"The personal and professional relationships built and forged at the academy are invaluable," says Allen Phibbs, the academy's senior director. "That's the resounding theme of the feedback we receive from academy graduates."
Academy applicants must be sponsored by a dealer or another academy graduate, and the sponsoring dealership must belong to NADA. To comply with federal antitrust law, the academy does not put students together from competing dealerships.
"Given that students will be discussing dealership financial results, you can see how this criterion is a must," Phibbs says. "Students cannot come from dealerships within a 50-mile radius of each other."
Academy students might have a few years of dealership experience, or a few decades. "Students should have worked in a dealership and understand general operations for at least a year," Phibbs says.
Although some students plan to succeed their parents as dealer principals, Phibbs says, most academy students are currently dealership managers. Student ages, he adds, are "all over the board."
Academy instructors include NADA staff members with expertise in the subjects they teach and substantial dealership experience. Students learn to analyze such things as a dealership's financial statement and parts inventory.
During the week of classes devoted to new-vehicle sales, students take the short trip to Capitol Hill with NADA staff. They meet congressional leaders and discuss industry issues.
During the six to eight weeks between classes, students are assigned homework that includes gathering data from their dealership.

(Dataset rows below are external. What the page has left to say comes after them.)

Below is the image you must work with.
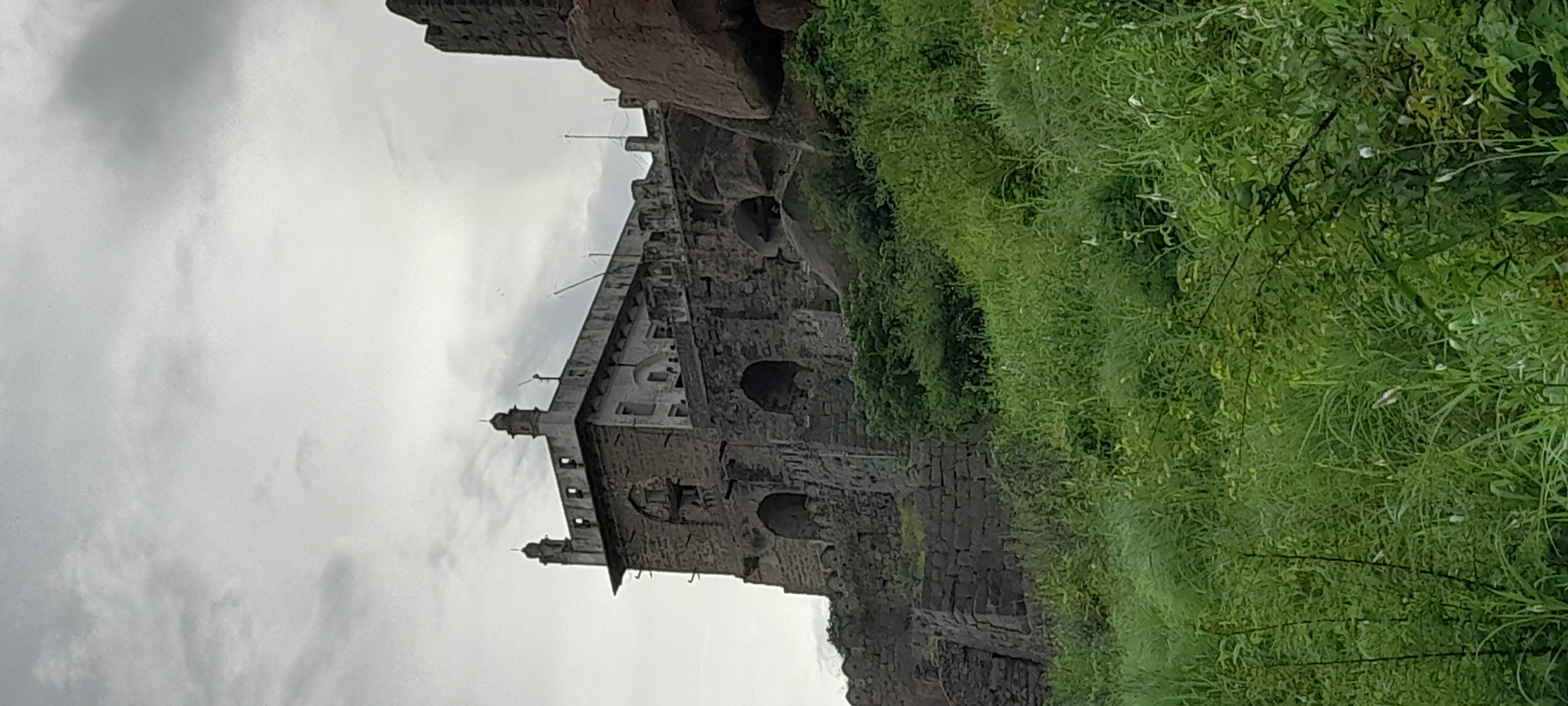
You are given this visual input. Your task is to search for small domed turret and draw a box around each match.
[491,406,544,436]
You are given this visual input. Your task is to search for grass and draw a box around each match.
[801,141,991,436]
[795,0,1568,704]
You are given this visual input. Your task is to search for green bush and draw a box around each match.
[797,0,1568,704]
[803,141,989,436]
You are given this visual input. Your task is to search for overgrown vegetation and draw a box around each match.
[803,140,989,436]
[795,0,1568,704]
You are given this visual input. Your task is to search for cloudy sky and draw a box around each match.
[0,0,844,706]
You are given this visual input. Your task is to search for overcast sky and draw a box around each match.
[0,0,844,706]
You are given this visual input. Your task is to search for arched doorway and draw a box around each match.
[757,493,817,540]
[740,361,806,414]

"This is where real self-discovery happens," Phibbs says. "They have to work with their department managers to get the necessary information and begin to evaluate it."
On the last day of class, students invite family members and their sponsors to lunch. Often, that luncheon will feature a dealer, a member of Congress or another academy graduate as guest speaker.
Phibbs says he tells each new group of academy graduates "that their class as it is assembled will never come together that way again. It's special to see the students come together and then stay in touch."